Eroding Public Trust
This case demonstrates again that public confidence is eroded when regulators are not doing their jobs. It is in the best interest of patients, physicians and industry to have a strong, well-funded and competent FDA that inspires public confidence instead of press conference opportunities for prosecutors.
It might also cut down on ill-informed stories in the national media.
Once again Ms. Abelson and The Times inexplicably stumbled with the follow-up to this story.
In a May 6 article titled “Medical Device Maker Settles Conflict Inquiry in New Jersey, ” Abelson writes:
“As part of its investigation last year, the New Jersey attorney general’s office also issued a subpoena to the Viscogliosi Brothers, the New York investment firm that helped found the original maker of the ProDisc in the United States.”
While the firm was issued a subpoena, the disclosing of financial interests of clinical investigators to the FDA had nothing to do with the Viscogliosi Brothers. Synthes submitted the PMA application and it is at that point that disclosures need to be made.
Sponsors of PMA applications must submit financial information to the FDA only when they submit their market application after clinical trials end. Synthes acquired ProDisc while the trials were still going on.
Assurance of Voluntary Compliance Agreement
Since we think it’s likely that the companies receiving the new subpoenas will be subject to signing the same AVC agreements, we are summarizing what was in the Synthes agreement.
In sum, this voluntary agreement provides more transparency and disclosure to the public about the financial interests of clinical investigators. We’ve always supported full disclosure and transparency and think other companies will soon sign similar agreements with the state of New Jersey.
Now if the regulators would only get their act together, device manufacturers and physicians could slowly work to regain public confidence in their efforts to help patients.

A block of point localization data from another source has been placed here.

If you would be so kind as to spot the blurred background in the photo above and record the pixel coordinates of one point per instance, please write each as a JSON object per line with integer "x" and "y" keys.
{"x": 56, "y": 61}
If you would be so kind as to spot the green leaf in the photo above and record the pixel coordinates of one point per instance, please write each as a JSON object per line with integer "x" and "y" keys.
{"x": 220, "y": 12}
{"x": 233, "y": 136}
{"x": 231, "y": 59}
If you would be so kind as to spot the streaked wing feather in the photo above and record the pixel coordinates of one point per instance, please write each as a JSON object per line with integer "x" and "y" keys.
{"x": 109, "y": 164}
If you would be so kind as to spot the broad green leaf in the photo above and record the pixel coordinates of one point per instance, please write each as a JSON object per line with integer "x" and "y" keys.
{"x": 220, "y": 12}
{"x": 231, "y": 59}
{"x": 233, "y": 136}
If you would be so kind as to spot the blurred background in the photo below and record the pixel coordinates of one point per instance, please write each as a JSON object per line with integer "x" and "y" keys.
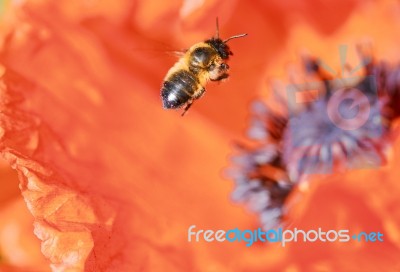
{"x": 110, "y": 181}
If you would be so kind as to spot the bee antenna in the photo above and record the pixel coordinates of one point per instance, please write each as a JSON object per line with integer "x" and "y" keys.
{"x": 217, "y": 31}
{"x": 235, "y": 37}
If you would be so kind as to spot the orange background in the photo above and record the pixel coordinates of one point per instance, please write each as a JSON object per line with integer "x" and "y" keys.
{"x": 113, "y": 181}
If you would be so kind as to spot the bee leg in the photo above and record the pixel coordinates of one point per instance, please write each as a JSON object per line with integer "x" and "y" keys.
{"x": 189, "y": 104}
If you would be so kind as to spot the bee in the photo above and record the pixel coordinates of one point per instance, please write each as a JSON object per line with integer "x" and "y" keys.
{"x": 203, "y": 62}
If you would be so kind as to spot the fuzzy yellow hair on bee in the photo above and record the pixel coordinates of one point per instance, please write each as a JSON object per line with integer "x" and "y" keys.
{"x": 203, "y": 62}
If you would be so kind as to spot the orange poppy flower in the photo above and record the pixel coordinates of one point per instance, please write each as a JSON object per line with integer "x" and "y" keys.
{"x": 113, "y": 181}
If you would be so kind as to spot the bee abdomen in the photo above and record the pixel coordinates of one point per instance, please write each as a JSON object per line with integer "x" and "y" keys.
{"x": 178, "y": 89}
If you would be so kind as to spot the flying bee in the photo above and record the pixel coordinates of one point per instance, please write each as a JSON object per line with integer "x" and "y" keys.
{"x": 186, "y": 80}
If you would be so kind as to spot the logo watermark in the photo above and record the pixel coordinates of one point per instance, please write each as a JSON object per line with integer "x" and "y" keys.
{"x": 281, "y": 236}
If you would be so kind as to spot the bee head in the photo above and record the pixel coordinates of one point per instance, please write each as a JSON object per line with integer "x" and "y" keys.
{"x": 220, "y": 45}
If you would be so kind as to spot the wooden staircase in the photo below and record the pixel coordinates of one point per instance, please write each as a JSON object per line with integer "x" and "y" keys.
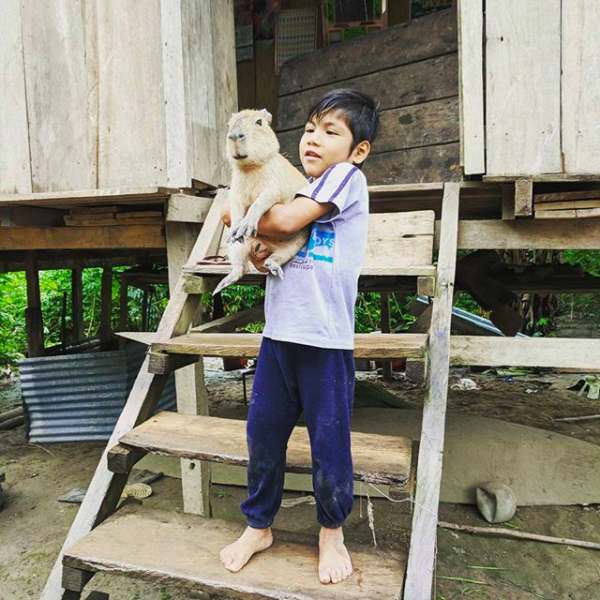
{"x": 183, "y": 550}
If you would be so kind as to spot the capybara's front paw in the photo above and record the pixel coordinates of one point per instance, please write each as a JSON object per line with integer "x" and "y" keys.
{"x": 243, "y": 231}
{"x": 274, "y": 268}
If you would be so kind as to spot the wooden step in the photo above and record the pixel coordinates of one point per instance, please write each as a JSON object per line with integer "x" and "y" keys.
{"x": 378, "y": 459}
{"x": 182, "y": 551}
{"x": 367, "y": 345}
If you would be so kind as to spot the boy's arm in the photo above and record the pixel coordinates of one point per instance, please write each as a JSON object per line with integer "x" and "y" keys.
{"x": 286, "y": 219}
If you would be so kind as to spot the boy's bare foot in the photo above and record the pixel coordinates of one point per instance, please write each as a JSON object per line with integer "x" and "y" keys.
{"x": 334, "y": 561}
{"x": 236, "y": 555}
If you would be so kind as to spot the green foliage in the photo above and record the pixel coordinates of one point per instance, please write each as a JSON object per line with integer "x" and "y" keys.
{"x": 56, "y": 285}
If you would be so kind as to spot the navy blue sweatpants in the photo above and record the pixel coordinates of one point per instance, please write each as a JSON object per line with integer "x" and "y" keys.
{"x": 290, "y": 379}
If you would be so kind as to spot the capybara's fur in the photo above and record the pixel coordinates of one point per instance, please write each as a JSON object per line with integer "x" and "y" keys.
{"x": 261, "y": 178}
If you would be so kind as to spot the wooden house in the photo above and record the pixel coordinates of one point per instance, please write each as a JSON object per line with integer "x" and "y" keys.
{"x": 489, "y": 122}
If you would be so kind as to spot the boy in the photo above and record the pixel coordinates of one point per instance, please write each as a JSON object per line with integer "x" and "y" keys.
{"x": 306, "y": 359}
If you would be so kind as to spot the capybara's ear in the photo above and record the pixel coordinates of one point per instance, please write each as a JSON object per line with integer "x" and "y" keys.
{"x": 267, "y": 115}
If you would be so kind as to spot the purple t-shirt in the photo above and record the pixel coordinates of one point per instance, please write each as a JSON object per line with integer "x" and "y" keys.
{"x": 314, "y": 302}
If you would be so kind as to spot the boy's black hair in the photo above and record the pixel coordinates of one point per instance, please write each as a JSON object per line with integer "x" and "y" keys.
{"x": 358, "y": 109}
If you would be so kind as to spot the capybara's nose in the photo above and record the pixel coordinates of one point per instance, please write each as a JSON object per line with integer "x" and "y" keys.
{"x": 236, "y": 135}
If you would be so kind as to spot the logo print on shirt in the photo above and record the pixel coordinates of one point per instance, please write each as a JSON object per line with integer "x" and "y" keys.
{"x": 319, "y": 248}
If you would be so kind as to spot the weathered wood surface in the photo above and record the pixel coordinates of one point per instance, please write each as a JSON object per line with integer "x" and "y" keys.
{"x": 523, "y": 197}
{"x": 210, "y": 85}
{"x": 528, "y": 234}
{"x": 523, "y": 47}
{"x": 184, "y": 554}
{"x": 376, "y": 458}
{"x": 61, "y": 137}
{"x": 105, "y": 487}
{"x": 426, "y": 164}
{"x": 192, "y": 395}
{"x": 470, "y": 39}
{"x": 216, "y": 270}
{"x": 581, "y": 213}
{"x": 412, "y": 70}
{"x": 404, "y": 85}
{"x": 580, "y": 89}
{"x": 182, "y": 208}
{"x": 367, "y": 345}
{"x": 131, "y": 108}
{"x": 418, "y": 40}
{"x": 399, "y": 240}
{"x": 89, "y": 198}
{"x": 568, "y": 196}
{"x": 15, "y": 168}
{"x": 535, "y": 352}
{"x": 415, "y": 126}
{"x": 92, "y": 238}
{"x": 101, "y": 94}
{"x": 33, "y": 313}
{"x": 421, "y": 560}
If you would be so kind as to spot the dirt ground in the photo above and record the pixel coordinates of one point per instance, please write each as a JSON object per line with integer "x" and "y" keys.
{"x": 33, "y": 523}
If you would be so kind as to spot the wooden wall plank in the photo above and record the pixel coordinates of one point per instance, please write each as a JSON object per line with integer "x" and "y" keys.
{"x": 416, "y": 165}
{"x": 421, "y": 560}
{"x": 413, "y": 83}
{"x": 470, "y": 33}
{"x": 523, "y": 87}
{"x": 15, "y": 170}
{"x": 57, "y": 89}
{"x": 210, "y": 85}
{"x": 528, "y": 234}
{"x": 581, "y": 86}
{"x": 412, "y": 126}
{"x": 417, "y": 40}
{"x": 174, "y": 95}
{"x": 131, "y": 117}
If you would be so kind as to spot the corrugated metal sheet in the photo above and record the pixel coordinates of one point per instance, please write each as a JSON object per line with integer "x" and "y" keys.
{"x": 79, "y": 397}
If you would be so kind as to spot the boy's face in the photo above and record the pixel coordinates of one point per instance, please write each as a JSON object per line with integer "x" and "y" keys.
{"x": 327, "y": 142}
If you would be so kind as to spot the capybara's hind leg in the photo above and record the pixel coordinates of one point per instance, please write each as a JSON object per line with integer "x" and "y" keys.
{"x": 285, "y": 252}
{"x": 238, "y": 254}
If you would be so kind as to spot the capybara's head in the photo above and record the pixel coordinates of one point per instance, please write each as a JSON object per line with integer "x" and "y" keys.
{"x": 250, "y": 139}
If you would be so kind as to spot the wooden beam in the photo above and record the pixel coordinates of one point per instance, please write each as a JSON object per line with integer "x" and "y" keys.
{"x": 527, "y": 234}
{"x": 192, "y": 396}
{"x": 421, "y": 559}
{"x": 123, "y": 305}
{"x": 82, "y": 238}
{"x": 523, "y": 197}
{"x": 122, "y": 459}
{"x": 106, "y": 307}
{"x": 470, "y": 50}
{"x": 33, "y": 313}
{"x": 145, "y": 195}
{"x": 426, "y": 286}
{"x": 77, "y": 302}
{"x": 162, "y": 363}
{"x": 386, "y": 328}
{"x": 520, "y": 352}
{"x": 106, "y": 487}
{"x": 508, "y": 202}
{"x": 75, "y": 579}
{"x": 182, "y": 208}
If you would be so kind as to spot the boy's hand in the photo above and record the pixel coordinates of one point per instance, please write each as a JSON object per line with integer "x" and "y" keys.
{"x": 258, "y": 254}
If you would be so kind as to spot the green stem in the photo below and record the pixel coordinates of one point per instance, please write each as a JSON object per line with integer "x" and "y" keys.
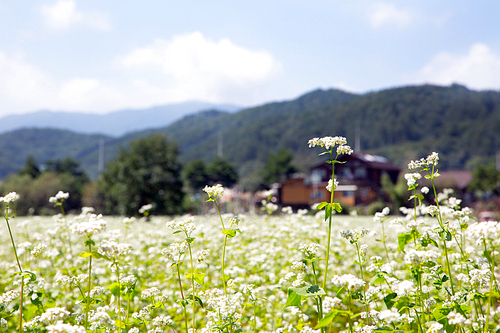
{"x": 329, "y": 222}
{"x": 223, "y": 249}
{"x": 192, "y": 279}
{"x": 182, "y": 294}
{"x": 89, "y": 286}
{"x": 6, "y": 217}
{"x": 223, "y": 258}
{"x": 118, "y": 298}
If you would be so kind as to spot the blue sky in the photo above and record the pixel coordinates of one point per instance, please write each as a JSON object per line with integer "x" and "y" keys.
{"x": 99, "y": 56}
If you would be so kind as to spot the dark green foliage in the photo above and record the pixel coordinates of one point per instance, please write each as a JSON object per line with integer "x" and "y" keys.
{"x": 279, "y": 166}
{"x": 195, "y": 175}
{"x": 402, "y": 124}
{"x": 220, "y": 171}
{"x": 35, "y": 191}
{"x": 30, "y": 168}
{"x": 485, "y": 180}
{"x": 147, "y": 173}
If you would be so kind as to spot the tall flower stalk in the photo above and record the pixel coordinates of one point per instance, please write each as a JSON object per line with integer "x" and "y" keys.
{"x": 334, "y": 147}
{"x": 11, "y": 197}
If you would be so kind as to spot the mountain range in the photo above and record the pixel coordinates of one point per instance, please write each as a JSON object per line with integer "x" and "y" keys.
{"x": 403, "y": 123}
{"x": 115, "y": 124}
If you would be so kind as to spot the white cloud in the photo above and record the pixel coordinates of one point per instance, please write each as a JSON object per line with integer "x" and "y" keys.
{"x": 381, "y": 14}
{"x": 189, "y": 67}
{"x": 478, "y": 69}
{"x": 201, "y": 67}
{"x": 64, "y": 14}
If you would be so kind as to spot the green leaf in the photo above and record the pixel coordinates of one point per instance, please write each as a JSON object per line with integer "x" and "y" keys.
{"x": 403, "y": 239}
{"x": 389, "y": 300}
{"x": 231, "y": 232}
{"x": 292, "y": 300}
{"x": 327, "y": 319}
{"x": 308, "y": 291}
{"x": 321, "y": 205}
{"x": 114, "y": 288}
{"x": 337, "y": 207}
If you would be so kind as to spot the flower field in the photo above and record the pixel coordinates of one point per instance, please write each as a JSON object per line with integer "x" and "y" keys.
{"x": 431, "y": 268}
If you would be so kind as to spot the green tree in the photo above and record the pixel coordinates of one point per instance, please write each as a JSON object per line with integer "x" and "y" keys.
{"x": 196, "y": 175}
{"x": 278, "y": 166}
{"x": 30, "y": 167}
{"x": 485, "y": 180}
{"x": 147, "y": 173}
{"x": 222, "y": 172}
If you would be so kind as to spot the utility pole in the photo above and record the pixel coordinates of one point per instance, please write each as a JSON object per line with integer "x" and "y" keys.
{"x": 100, "y": 164}
{"x": 219, "y": 147}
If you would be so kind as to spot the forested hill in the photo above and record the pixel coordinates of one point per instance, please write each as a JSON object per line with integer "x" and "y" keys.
{"x": 401, "y": 123}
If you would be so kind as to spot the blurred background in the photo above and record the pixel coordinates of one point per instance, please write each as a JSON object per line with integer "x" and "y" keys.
{"x": 146, "y": 102}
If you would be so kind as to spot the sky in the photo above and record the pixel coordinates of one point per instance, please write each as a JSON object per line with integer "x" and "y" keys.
{"x": 98, "y": 56}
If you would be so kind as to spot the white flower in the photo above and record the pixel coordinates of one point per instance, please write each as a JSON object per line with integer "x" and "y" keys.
{"x": 12, "y": 196}
{"x": 332, "y": 185}
{"x": 214, "y": 191}
{"x": 348, "y": 281}
{"x": 327, "y": 142}
{"x": 411, "y": 178}
{"x": 94, "y": 226}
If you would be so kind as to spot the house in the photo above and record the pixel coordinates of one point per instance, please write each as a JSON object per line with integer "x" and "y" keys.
{"x": 359, "y": 181}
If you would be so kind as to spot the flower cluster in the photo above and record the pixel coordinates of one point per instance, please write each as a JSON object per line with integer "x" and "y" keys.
{"x": 332, "y": 185}
{"x": 348, "y": 281}
{"x": 59, "y": 197}
{"x": 354, "y": 235}
{"x": 94, "y": 226}
{"x": 214, "y": 191}
{"x": 431, "y": 160}
{"x": 11, "y": 197}
{"x": 187, "y": 225}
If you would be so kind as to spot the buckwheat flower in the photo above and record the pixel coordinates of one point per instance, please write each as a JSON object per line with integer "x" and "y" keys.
{"x": 435, "y": 328}
{"x": 214, "y": 191}
{"x": 175, "y": 251}
{"x": 11, "y": 197}
{"x": 432, "y": 210}
{"x": 404, "y": 287}
{"x": 411, "y": 178}
{"x": 39, "y": 249}
{"x": 234, "y": 221}
{"x": 8, "y": 297}
{"x": 61, "y": 327}
{"x": 309, "y": 250}
{"x": 94, "y": 226}
{"x": 162, "y": 321}
{"x": 129, "y": 220}
{"x": 455, "y": 318}
{"x": 353, "y": 235}
{"x": 330, "y": 303}
{"x": 53, "y": 314}
{"x": 299, "y": 266}
{"x": 332, "y": 185}
{"x": 150, "y": 292}
{"x": 112, "y": 249}
{"x": 202, "y": 255}
{"x": 145, "y": 208}
{"x": 96, "y": 291}
{"x": 327, "y": 142}
{"x": 348, "y": 281}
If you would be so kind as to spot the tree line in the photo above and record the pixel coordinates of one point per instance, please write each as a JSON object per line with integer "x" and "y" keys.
{"x": 147, "y": 172}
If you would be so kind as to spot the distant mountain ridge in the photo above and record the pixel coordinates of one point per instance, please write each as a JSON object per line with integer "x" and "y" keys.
{"x": 403, "y": 123}
{"x": 116, "y": 123}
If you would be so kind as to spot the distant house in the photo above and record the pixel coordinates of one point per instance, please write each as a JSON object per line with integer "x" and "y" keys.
{"x": 359, "y": 181}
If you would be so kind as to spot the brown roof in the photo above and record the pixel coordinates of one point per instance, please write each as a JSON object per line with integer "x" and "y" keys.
{"x": 460, "y": 179}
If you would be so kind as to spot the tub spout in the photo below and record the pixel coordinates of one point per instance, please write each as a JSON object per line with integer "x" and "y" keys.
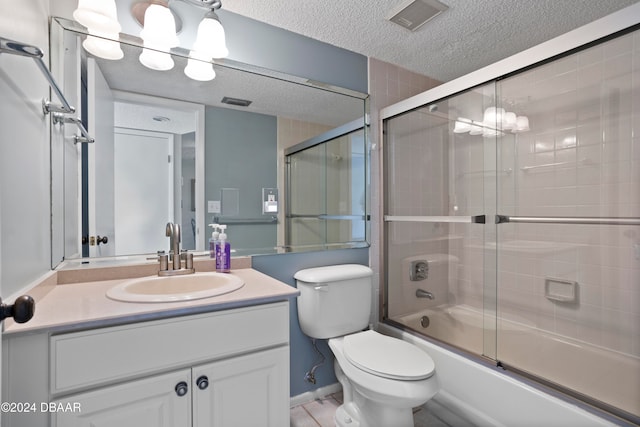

Assurance of Voluntary Compliance Highlights:
- Prohibit clinical investigator compensation that is tied to the outcome of the clinical trial
- Pay clinical investigators “fair market value compensation” for their clinical trial work, as well as any other consulting services they provide to the company
- Collect information on financial interests from clinical investigators
- Create a Financial Interest Information Database that will record all relevant financial interests related to clinical investigators
- Disclose all financial interests of all clinical investigators on the company’s website
- Provide complete disclosure of clinical investigator financial interests to the FDA and conduct reasonable due diligence to ensure that the disclosures are complete and accurate
- Disclose all clinical investigator financial interests directly to healthcare facilities serving as clinical trial sites
- Provide Financial Interest and Disclosure training to employees.